17 Replies Latest reply on Jan 24, 2013 5:41 PM by dsbalcau

    HELP!Cannot maintain connectivity to IBM XIV

    patriot

      We are using STM to monitor an IBM XIV array and cannot maintain agent connectivity to it. IBM recently performed a CIM reset and STM was suddenly able to connect to the root/ibm namespace, but that lasted only about 24 hours. The SMI-S log of the Agent is full of "unable to connect" messages.

       

      Has anyone seen this behavior? This is a critical issue though I suspect that the fault may not lie with STM, since it is able to poll other vendor arrays we have. Any help will be greatly appreciated.

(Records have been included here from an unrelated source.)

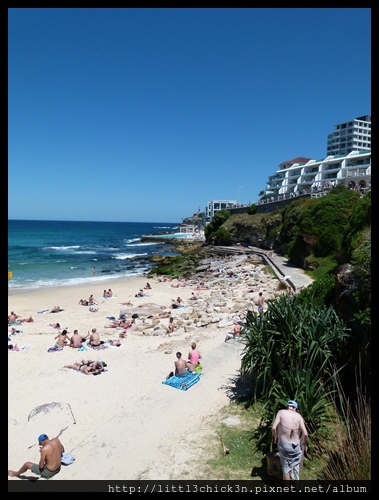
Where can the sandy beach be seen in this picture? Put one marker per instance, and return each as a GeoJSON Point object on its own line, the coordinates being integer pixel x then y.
{"type": "Point", "coordinates": [125, 424]}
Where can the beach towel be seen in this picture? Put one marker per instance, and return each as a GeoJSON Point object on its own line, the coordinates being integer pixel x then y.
{"type": "Point", "coordinates": [99, 347]}
{"type": "Point", "coordinates": [183, 383]}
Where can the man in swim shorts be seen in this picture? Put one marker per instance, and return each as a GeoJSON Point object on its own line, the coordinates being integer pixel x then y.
{"type": "Point", "coordinates": [290, 434]}
{"type": "Point", "coordinates": [50, 461]}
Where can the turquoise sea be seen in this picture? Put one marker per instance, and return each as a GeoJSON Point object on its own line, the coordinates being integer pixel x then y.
{"type": "Point", "coordinates": [59, 253]}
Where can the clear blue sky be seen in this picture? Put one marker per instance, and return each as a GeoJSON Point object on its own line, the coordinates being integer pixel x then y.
{"type": "Point", "coordinates": [146, 114]}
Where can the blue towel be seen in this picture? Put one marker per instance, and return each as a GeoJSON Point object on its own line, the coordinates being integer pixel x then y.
{"type": "Point", "coordinates": [183, 383]}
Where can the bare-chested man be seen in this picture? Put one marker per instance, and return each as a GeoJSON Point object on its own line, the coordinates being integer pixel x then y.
{"type": "Point", "coordinates": [50, 461]}
{"type": "Point", "coordinates": [61, 340]}
{"type": "Point", "coordinates": [290, 434]}
{"type": "Point", "coordinates": [77, 340]}
{"type": "Point", "coordinates": [180, 366]}
{"type": "Point", "coordinates": [94, 338]}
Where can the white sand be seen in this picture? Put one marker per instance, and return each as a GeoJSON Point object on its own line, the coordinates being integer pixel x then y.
{"type": "Point", "coordinates": [124, 423]}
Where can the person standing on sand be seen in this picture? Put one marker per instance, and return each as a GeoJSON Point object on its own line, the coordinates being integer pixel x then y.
{"type": "Point", "coordinates": [261, 302]}
{"type": "Point", "coordinates": [50, 461]}
{"type": "Point", "coordinates": [193, 357]}
{"type": "Point", "coordinates": [94, 338]}
{"type": "Point", "coordinates": [170, 327]}
{"type": "Point", "coordinates": [180, 366]}
{"type": "Point", "coordinates": [290, 434]}
{"type": "Point", "coordinates": [61, 340]}
{"type": "Point", "coordinates": [76, 340]}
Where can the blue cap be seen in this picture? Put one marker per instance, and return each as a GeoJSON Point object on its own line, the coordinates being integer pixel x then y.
{"type": "Point", "coordinates": [42, 437]}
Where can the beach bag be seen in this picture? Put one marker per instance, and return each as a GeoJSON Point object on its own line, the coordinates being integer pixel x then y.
{"type": "Point", "coordinates": [198, 368]}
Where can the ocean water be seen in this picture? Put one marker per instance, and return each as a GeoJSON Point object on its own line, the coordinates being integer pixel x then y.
{"type": "Point", "coordinates": [59, 253]}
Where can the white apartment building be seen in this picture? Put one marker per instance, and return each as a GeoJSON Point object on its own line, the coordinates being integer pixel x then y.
{"type": "Point", "coordinates": [217, 205]}
{"type": "Point", "coordinates": [350, 136]}
{"type": "Point", "coordinates": [303, 175]}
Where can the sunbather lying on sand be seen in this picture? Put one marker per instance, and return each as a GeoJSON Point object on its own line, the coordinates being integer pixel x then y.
{"type": "Point", "coordinates": [88, 367]}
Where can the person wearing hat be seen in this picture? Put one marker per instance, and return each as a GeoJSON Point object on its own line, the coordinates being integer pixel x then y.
{"type": "Point", "coordinates": [290, 434]}
{"type": "Point", "coordinates": [50, 461]}
{"type": "Point", "coordinates": [61, 340]}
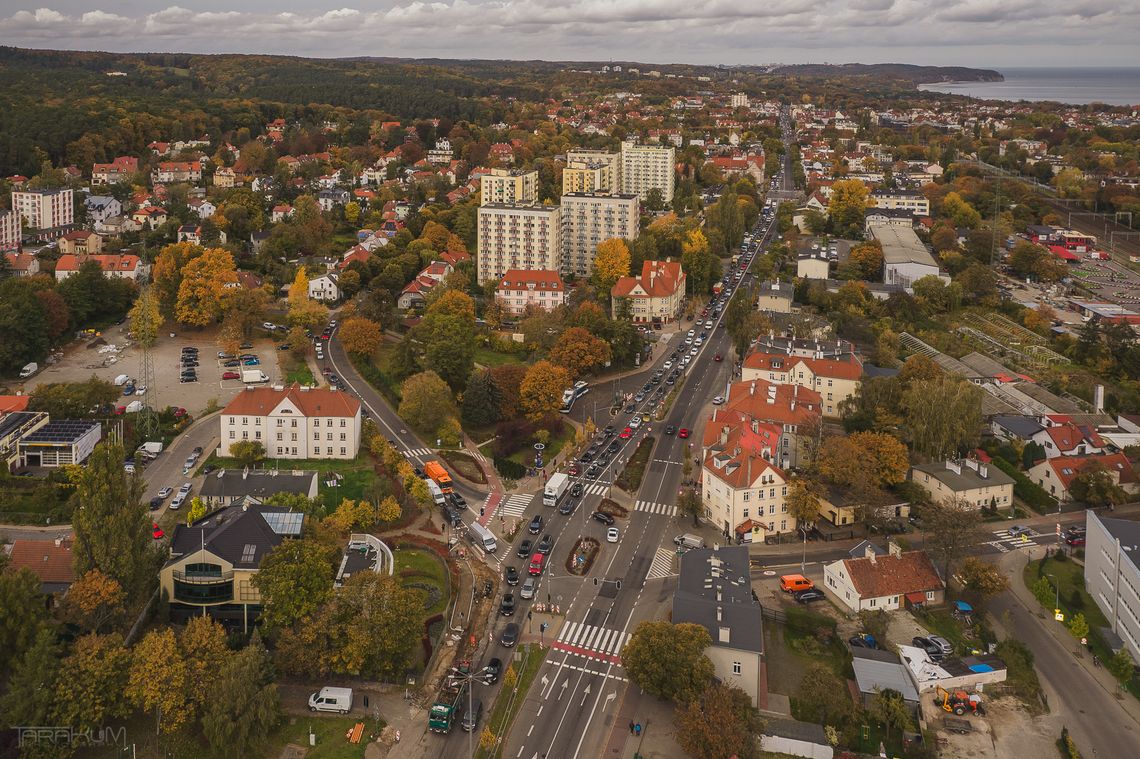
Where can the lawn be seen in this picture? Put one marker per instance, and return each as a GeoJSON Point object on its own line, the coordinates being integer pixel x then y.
{"type": "Point", "coordinates": [527, 662]}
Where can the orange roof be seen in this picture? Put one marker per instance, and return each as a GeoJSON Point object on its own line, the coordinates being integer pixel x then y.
{"type": "Point", "coordinates": [318, 401]}
{"type": "Point", "coordinates": [50, 561]}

        • Re: HELP!Cannot maintain connectivity to IBM XIV
          cshanep

          Patriot,

           

          I suspect the problem is with the smi-s provider running on the XIV, it may have problems with garbage collection or something like that. I have seen the same problem with other vendors (HP, HDS).

           

          One way around this is to set the synchronous flag in the smi-s modules xml, this tells the agent to only connect to the smi-s provider one thread at a time (The smi-s module uses 3 threads (performance, asset and storage) to gather data and all three could hit the provider at the same time without that tag set to true).

           

          1. Go to the agent install directory/systemic/mod.sys.smis.smis_1.0.

          2. Open the mod.sys.smis.xml.

          3. Between the device tag for that particular array, add this tag: <synchronous>true</synchronous>.

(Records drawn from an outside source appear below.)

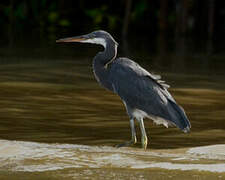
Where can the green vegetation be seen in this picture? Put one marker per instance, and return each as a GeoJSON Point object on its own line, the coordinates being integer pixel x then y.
{"type": "Point", "coordinates": [166, 22]}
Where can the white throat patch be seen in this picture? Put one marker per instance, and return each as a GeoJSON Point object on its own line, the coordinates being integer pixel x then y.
{"type": "Point", "coordinates": [100, 41]}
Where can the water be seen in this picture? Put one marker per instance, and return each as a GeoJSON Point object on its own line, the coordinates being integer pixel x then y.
{"type": "Point", "coordinates": [57, 122]}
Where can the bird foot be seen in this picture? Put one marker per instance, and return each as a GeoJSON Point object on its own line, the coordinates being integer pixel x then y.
{"type": "Point", "coordinates": [127, 143]}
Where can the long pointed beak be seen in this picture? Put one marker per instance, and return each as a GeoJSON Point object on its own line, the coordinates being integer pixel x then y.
{"type": "Point", "coordinates": [73, 39]}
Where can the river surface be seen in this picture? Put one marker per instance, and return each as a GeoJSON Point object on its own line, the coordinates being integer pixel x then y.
{"type": "Point", "coordinates": [57, 122]}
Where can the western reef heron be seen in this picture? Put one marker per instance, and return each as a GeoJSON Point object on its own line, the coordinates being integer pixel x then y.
{"type": "Point", "coordinates": [143, 94]}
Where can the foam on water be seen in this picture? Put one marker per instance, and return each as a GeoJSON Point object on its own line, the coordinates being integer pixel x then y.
{"type": "Point", "coordinates": [39, 157]}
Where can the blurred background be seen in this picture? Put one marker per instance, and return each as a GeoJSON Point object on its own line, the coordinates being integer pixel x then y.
{"type": "Point", "coordinates": [183, 27]}
{"type": "Point", "coordinates": [48, 91]}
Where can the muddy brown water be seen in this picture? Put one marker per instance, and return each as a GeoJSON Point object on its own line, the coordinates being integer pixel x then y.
{"type": "Point", "coordinates": [59, 102]}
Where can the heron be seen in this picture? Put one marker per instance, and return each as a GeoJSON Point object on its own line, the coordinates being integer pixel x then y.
{"type": "Point", "coordinates": [144, 94]}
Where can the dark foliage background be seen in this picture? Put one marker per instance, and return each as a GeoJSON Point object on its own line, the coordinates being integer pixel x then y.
{"type": "Point", "coordinates": [158, 26]}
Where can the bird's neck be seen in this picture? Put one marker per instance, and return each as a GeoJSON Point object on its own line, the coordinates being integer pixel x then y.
{"type": "Point", "coordinates": [101, 65]}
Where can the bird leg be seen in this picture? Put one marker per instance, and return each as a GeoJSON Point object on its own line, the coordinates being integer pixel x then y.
{"type": "Point", "coordinates": [133, 133]}
{"type": "Point", "coordinates": [144, 139]}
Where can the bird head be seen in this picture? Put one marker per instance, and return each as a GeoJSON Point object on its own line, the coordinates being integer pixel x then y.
{"type": "Point", "coordinates": [97, 37]}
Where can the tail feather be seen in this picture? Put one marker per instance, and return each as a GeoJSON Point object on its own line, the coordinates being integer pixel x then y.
{"type": "Point", "coordinates": [178, 117]}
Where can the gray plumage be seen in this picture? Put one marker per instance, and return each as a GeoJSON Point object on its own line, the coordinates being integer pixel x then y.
{"type": "Point", "coordinates": [144, 94]}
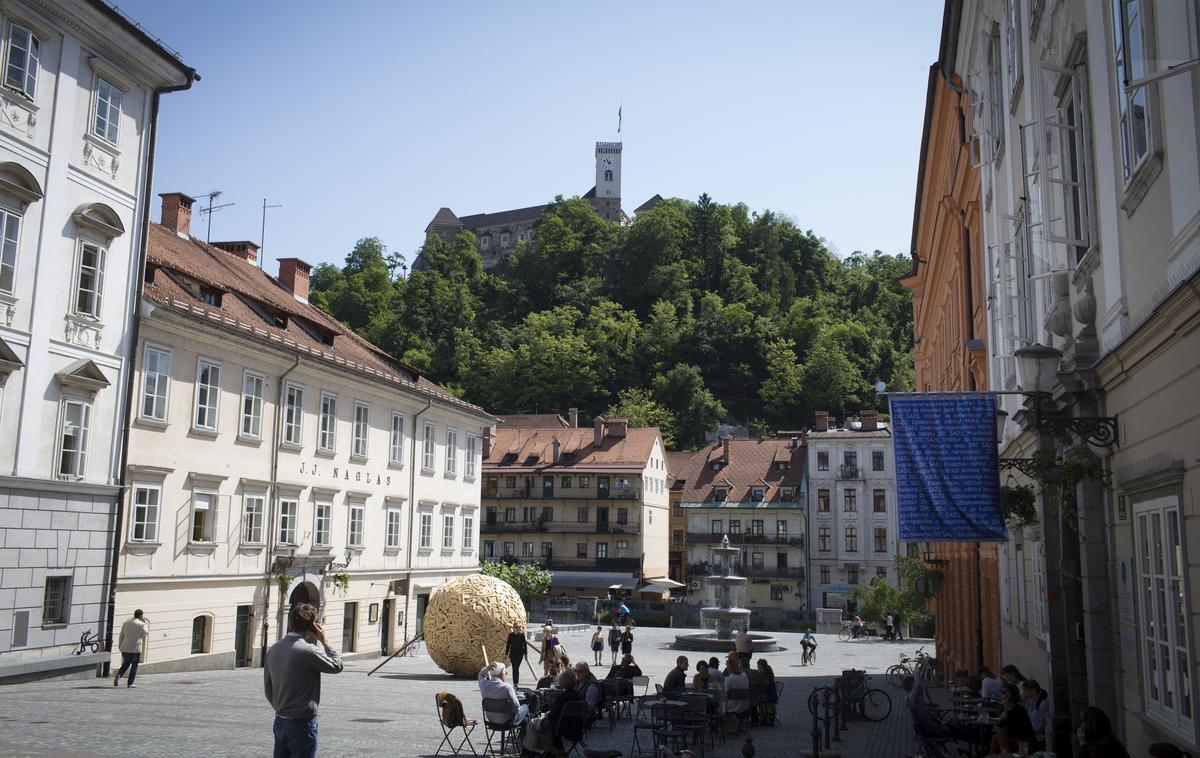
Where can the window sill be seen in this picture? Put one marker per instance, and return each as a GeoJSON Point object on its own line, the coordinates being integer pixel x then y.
{"type": "Point", "coordinates": [1140, 182]}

                    To find the deviceId for the server array you are working with, do the following:

                         1. Open the web console.

                         2. Go To Settings > All Resources page (Note it may be called All Devices depending on the version of STM you are running).   

                         3. Hover over the Edit icon for the XIV you are working with.

                                   The deviceId will be between the parenthesis in the browser status bar below. It looks something like javascript : editDevice('38').

                 So my device tag will look something like <device38>.

          4. Stop the agent service.

          5. Clear out the agent install directory/systemic/mod.sys.smis.smis_1.0/data directory.

          6. Start the agent.

          7. Have IBM perform another CIM reset.

           

          Let us know if the problem is fixed for greater than 24 hours.

           

          -Shane

          http://www.loop1systems.com

          • Re: HELP!Cannot maintain connectivity to IBM XIV
            bmrad

            Patriot,

             

            Were you able to fix this issue?  Note that the IBM XIV provider had a known stability issue that was fixed in 10.2.4.e for Gen 2 hardware. 

             

            Brian

            • Re: HELP!Cannot maintain connectivity to IBM XIV
              jkmills

              Warning


              We experienced the exact same issues, the monitoring from SolarWinds Storage Manager was causing the cimserver process to fail. This was the case on microcode 10.2.4b and 10.2.4c1. Last Friday IBM Level 2 support logged into our XIV (Gen 2) and managed to restart the cimserver process. The repeated failures and restarting of the agent caused a memory issue on the module and it failed completely later that same day.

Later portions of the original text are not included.